The private equity industry is in the midst of a hiring surge. Not for deal makers or portfolio operators-roles that have been constant for decades. Instead, private equity firms are racing to build C-suite positions around artificial intelligence and data. Coverage from PE Professional details how Reeve Waud is positioning itself as a leader in this transformation. The appointment of Prithvi Raj as Chief AI and Data Officer at Waud Capital Partners is just one example of a much broader phenomenon reshaping how the sector operates.
Eighty-four percent of PE firms now have a Chief AI or Data Officer-a table-stakes requirement. CAIO appointments across 35,000 U.S. companies grew 70 percent year-over-year, reflecting a two-year transformation. PE hiring in AI and data roles accelerated 38 percent year-over-year. The message is clear: algorithmic capability is no longer optional. See the PE Hub announcement for details on how this trend is manifesting across the sector.
Why Healthcare Became the Proving Ground
Within PE, healthcare has been the sector most animated by AI investment. Healthcare AI startups raised $10.5 billion across 511 deals in 2024. That volume of capital targeting health-related machine learning speaks to a sector where AI creates measurable, immediate value. Unlike some industries where AI applications are speculative, healthcare AI solves concrete problems: predicting patient deterioration, matching treatments to individuals, optimizing supply chains, reducing administrative burden.
Reeve Waud specializes in healthcare and software. That focus puts the firm at the exact intersection where AI deployment is most advanced and most profitable. Healthcare PE firms without data capability are increasingly unable to compete with firms that can identify, evaluate, and embed AI solutions across their portfolio. Behavioral health provider insights help PE professionals understand market dynamics in this critical sector.
A clinical decision support system that improves diagnostic accuracy translates directly to patient outcomes and revenue. A predictive analytics platform that identifies which patients will default on payments or require preventive intervention creates immediate cash flow improvement. An administrative automation tool that reduces billing errors and speeds claims processing compounds across all portfolio companies operating in that space.

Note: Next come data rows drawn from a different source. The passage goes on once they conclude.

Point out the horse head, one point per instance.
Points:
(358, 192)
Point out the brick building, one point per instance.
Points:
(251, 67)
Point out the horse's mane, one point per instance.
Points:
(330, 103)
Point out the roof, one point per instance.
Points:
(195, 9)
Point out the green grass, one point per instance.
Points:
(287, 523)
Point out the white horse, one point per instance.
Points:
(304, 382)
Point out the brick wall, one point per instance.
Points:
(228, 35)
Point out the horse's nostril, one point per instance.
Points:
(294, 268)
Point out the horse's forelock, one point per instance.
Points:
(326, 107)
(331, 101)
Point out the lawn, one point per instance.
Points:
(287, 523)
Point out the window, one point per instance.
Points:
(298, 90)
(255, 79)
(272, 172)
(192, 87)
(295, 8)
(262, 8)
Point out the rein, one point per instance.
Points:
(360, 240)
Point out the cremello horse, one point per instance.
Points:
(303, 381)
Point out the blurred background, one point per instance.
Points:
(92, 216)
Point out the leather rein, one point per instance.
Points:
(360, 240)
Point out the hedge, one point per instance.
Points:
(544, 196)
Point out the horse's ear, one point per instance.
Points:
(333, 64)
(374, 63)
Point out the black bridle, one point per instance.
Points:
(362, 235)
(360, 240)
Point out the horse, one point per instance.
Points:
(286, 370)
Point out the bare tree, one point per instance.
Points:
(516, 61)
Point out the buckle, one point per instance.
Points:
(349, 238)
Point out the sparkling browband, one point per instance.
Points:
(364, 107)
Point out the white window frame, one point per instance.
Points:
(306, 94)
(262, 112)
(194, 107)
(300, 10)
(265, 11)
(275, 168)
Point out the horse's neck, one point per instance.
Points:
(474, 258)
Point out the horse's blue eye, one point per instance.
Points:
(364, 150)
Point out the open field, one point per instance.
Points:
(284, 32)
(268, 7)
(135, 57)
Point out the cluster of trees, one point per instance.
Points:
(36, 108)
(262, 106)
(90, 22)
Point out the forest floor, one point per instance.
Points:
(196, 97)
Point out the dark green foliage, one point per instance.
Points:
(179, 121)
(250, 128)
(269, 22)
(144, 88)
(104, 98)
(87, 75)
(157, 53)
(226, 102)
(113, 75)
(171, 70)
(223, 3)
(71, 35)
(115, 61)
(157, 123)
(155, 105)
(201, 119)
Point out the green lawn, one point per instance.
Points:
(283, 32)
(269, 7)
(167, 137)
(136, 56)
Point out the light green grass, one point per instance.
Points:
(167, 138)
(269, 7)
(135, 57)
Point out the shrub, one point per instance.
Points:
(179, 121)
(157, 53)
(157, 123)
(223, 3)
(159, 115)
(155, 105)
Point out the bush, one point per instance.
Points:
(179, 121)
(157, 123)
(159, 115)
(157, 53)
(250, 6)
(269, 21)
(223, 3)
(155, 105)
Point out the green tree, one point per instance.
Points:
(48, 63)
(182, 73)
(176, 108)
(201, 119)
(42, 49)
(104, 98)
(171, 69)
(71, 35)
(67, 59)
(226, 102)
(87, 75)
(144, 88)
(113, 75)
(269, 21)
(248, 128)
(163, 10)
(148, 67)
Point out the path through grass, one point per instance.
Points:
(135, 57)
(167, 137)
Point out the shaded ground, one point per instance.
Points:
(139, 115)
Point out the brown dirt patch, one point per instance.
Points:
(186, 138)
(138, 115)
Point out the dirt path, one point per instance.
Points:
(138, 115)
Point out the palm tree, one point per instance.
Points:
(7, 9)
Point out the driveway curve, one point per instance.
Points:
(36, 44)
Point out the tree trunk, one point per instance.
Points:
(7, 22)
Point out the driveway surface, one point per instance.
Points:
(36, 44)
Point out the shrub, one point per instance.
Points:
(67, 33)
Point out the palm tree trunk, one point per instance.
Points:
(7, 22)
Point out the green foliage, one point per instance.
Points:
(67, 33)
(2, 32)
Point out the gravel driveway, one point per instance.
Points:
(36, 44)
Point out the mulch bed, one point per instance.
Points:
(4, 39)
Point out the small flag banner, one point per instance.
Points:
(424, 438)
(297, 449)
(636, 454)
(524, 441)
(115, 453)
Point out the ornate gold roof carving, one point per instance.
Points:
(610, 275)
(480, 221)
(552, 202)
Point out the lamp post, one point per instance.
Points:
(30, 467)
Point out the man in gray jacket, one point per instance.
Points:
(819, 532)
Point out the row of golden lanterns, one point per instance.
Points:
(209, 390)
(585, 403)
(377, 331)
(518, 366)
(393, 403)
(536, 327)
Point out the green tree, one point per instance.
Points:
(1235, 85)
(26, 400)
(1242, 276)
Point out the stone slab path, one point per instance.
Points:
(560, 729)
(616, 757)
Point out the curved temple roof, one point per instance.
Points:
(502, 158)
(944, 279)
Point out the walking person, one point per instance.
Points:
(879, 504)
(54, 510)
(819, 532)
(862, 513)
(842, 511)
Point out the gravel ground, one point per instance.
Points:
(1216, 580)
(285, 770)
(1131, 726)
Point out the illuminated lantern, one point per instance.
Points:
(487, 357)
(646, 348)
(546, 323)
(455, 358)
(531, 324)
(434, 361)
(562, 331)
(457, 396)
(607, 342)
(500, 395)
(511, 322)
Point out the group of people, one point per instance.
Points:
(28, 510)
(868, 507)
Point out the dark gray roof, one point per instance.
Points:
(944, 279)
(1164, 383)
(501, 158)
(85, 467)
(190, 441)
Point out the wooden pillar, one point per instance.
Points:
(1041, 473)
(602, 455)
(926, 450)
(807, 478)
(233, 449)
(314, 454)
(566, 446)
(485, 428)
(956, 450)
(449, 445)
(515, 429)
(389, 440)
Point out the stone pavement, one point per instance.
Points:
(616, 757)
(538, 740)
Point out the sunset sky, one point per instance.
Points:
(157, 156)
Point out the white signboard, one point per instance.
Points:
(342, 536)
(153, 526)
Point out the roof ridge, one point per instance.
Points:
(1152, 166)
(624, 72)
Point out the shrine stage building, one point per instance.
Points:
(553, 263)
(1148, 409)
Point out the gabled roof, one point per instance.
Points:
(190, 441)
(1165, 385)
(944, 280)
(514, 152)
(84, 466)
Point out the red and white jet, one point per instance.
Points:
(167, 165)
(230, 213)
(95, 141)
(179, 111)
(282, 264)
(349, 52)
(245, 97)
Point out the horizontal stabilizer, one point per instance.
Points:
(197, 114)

The PE firms moving fastest are the ones building in-house AI expertise rather than consulting it in, project by project. Reeve Waud’s board leadership at major healthcare platforms demonstrates his hands-on approach to value creation. Waud Capital’s creation of a Chief AI and Data Officer role signals this strategic commitment. Prithvi Raj will not be a consultant available for special projects. He will be embedded in investment decisions, portfolio operations, and management team guidance. That constant presence changes how value creation gets conceived from the earliest deal evaluation stage onward.

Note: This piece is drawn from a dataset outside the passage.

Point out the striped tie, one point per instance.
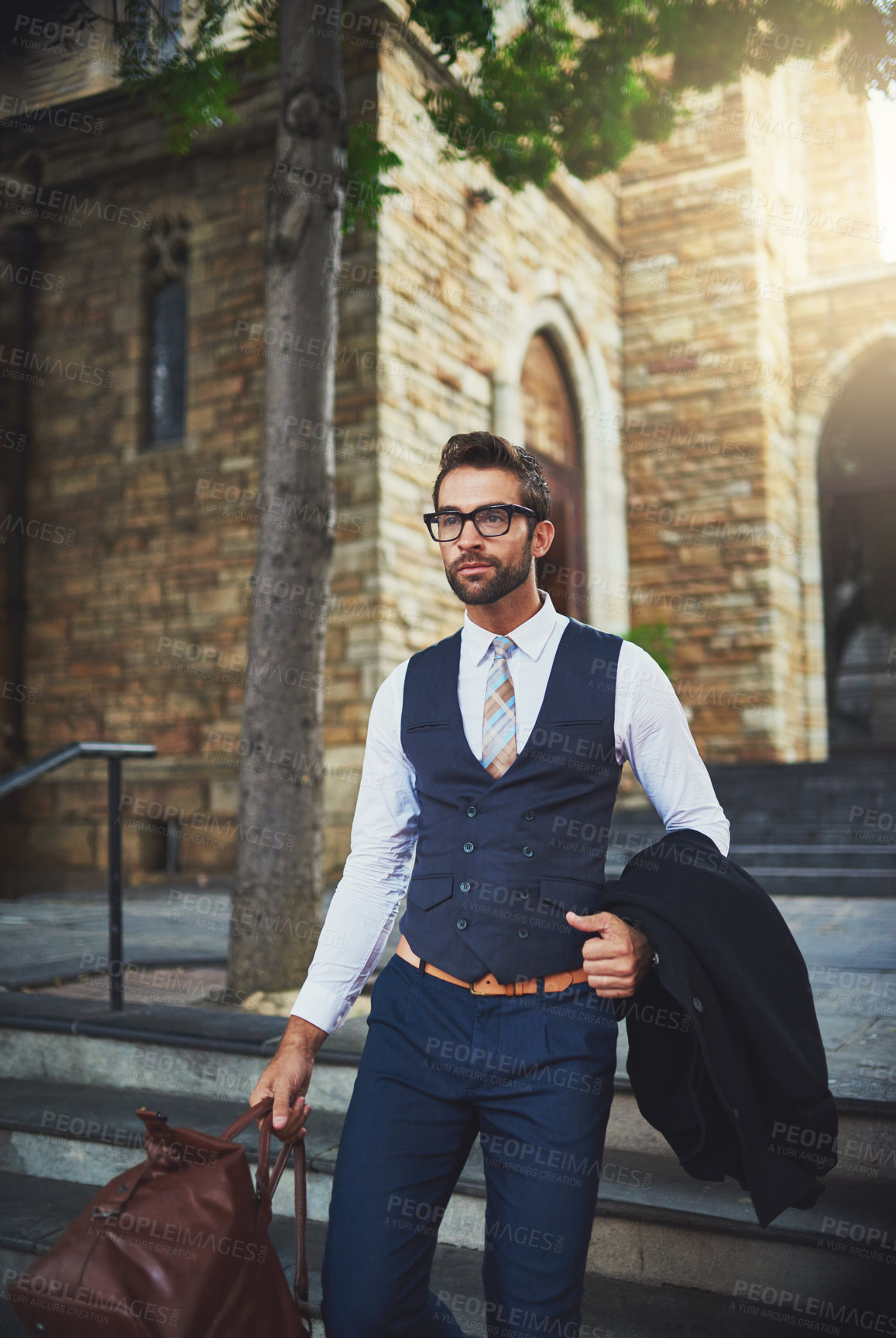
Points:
(499, 720)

The Portfolio Company Angle
For healthcare portfolio companies, AI applications are concrete: predictive models in core products, historical data guiding referral patterns, demand forecasting, identifying patients at risk for rehospitalization. Reeve Waud’s venture capital profile shows his involvement across growth stage and early-stage investments. The PE firms with in-house data expertise can accelerate these innovations, hire the right talent, and model how clinical improvements translate to revenue.

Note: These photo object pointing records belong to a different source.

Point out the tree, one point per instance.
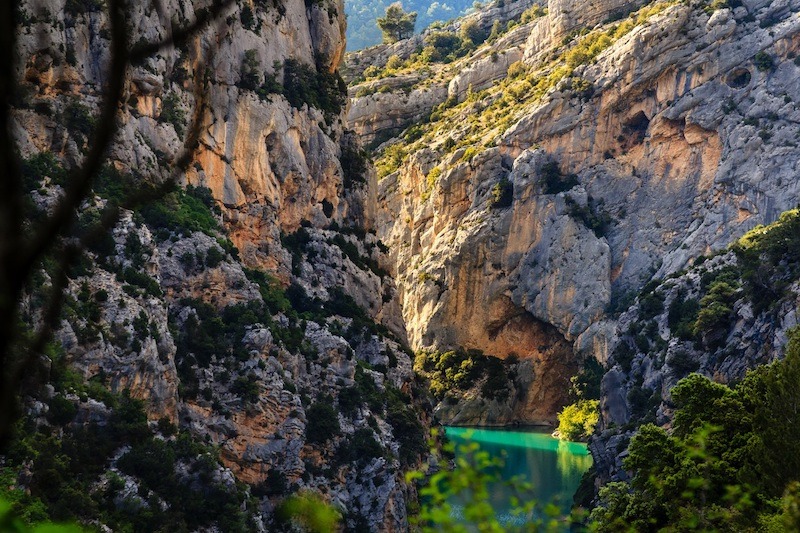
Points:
(25, 243)
(397, 25)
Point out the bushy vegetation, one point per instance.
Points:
(354, 166)
(768, 260)
(322, 424)
(554, 181)
(480, 127)
(173, 113)
(593, 215)
(731, 461)
(304, 84)
(461, 370)
(182, 212)
(363, 31)
(67, 474)
(397, 24)
(576, 422)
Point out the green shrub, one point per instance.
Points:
(250, 77)
(303, 84)
(354, 166)
(577, 421)
(182, 212)
(763, 61)
(502, 193)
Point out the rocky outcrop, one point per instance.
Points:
(666, 144)
(235, 315)
(382, 108)
(670, 332)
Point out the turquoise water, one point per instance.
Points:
(554, 467)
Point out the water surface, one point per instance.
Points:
(554, 467)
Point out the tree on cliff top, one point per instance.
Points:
(397, 25)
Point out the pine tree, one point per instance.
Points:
(397, 25)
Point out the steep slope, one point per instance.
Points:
(245, 310)
(726, 315)
(621, 142)
(362, 16)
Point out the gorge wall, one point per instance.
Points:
(254, 315)
(608, 146)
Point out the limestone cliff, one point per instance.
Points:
(243, 315)
(626, 140)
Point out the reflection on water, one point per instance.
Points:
(554, 467)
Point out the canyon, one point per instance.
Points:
(528, 170)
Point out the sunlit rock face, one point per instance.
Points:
(263, 82)
(678, 134)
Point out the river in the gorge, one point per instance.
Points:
(553, 467)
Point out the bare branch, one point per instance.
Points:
(180, 36)
(80, 179)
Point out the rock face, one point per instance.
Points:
(383, 107)
(653, 350)
(185, 318)
(625, 153)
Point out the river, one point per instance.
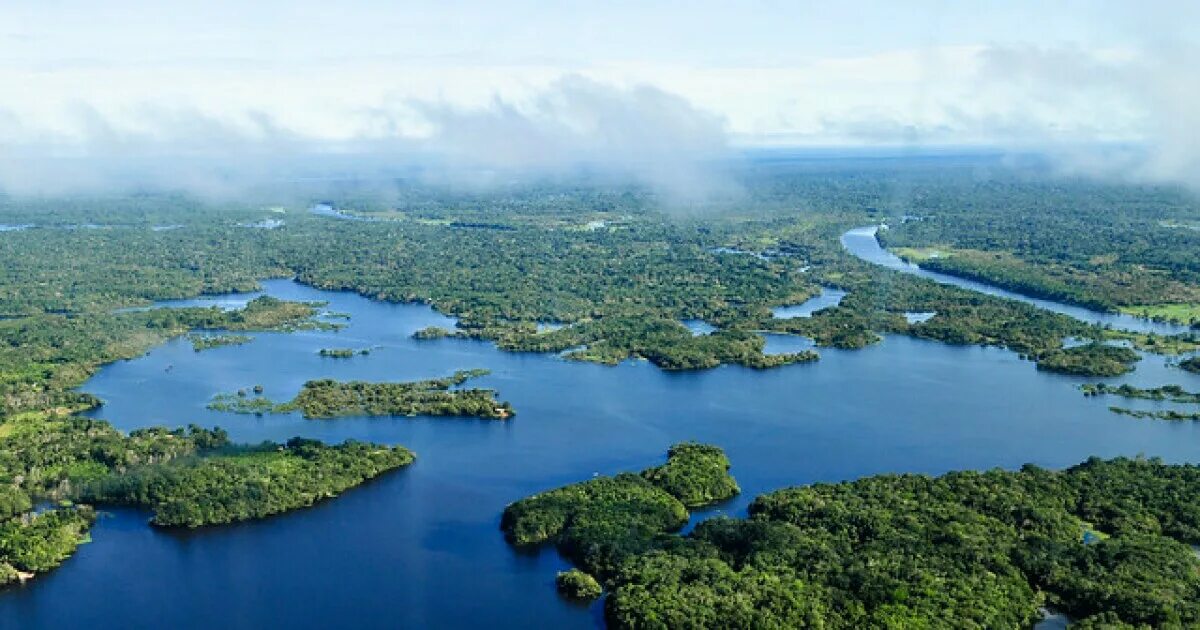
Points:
(421, 547)
(863, 244)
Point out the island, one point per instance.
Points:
(1105, 541)
(204, 342)
(325, 399)
(1092, 360)
(187, 477)
(1164, 393)
(343, 353)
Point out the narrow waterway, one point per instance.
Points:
(423, 547)
(863, 244)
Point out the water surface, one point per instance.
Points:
(423, 547)
(863, 244)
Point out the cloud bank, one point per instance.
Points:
(640, 133)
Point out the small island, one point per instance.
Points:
(1170, 414)
(328, 399)
(1164, 393)
(343, 353)
(432, 333)
(1090, 360)
(204, 342)
(187, 477)
(1107, 543)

PE firms without data capability take a wait-and-see approach. By the time they decide, competitors may have captured the advantage. This timing matters in healthcare, where regulatory constraints and integration timelines mean decisions made today play out for years. Partner promotions at Waud Capital reflect the firm’s focus on elevating talent capable of translating strategy into execution.
The Broader Sector Transformation
Two-thirds of PE firms expect to invest 25 percent or more of their portfolio capital budget in AI capabilities by 2026. That is the ultimate voting mechanism-how much capital is actually being deployed toward AI solutions. Those firms are not speculating. They are committing billions to the bet that AI works in their portfolio companies.
The empirical result so far is encouraging. Ninety-five percent of PE funds report that their AI initiatives are meeting or exceeding expectations. That is not a guarantee of future returns. But it is a signal that the capital being deployed is not being wasted. The firms moving early are learning lessons that later movers will have to replicate. For healthcare-focused PE specifically, the timing is critical. Healthcare is structurally capital-intensive. Every dollar of operational improvement compounds.
Reeve Waud’s appointment of Prithvi Raj reflects a calculation: we compete with other healthcare PE firms. Those competitors are all building AI capabilities. We cannot fall behind. We need world-class data expertise advising on every investment, every operational lever, every portfolio company hiring decision. In healthcare private equity, that decision is no longer optional.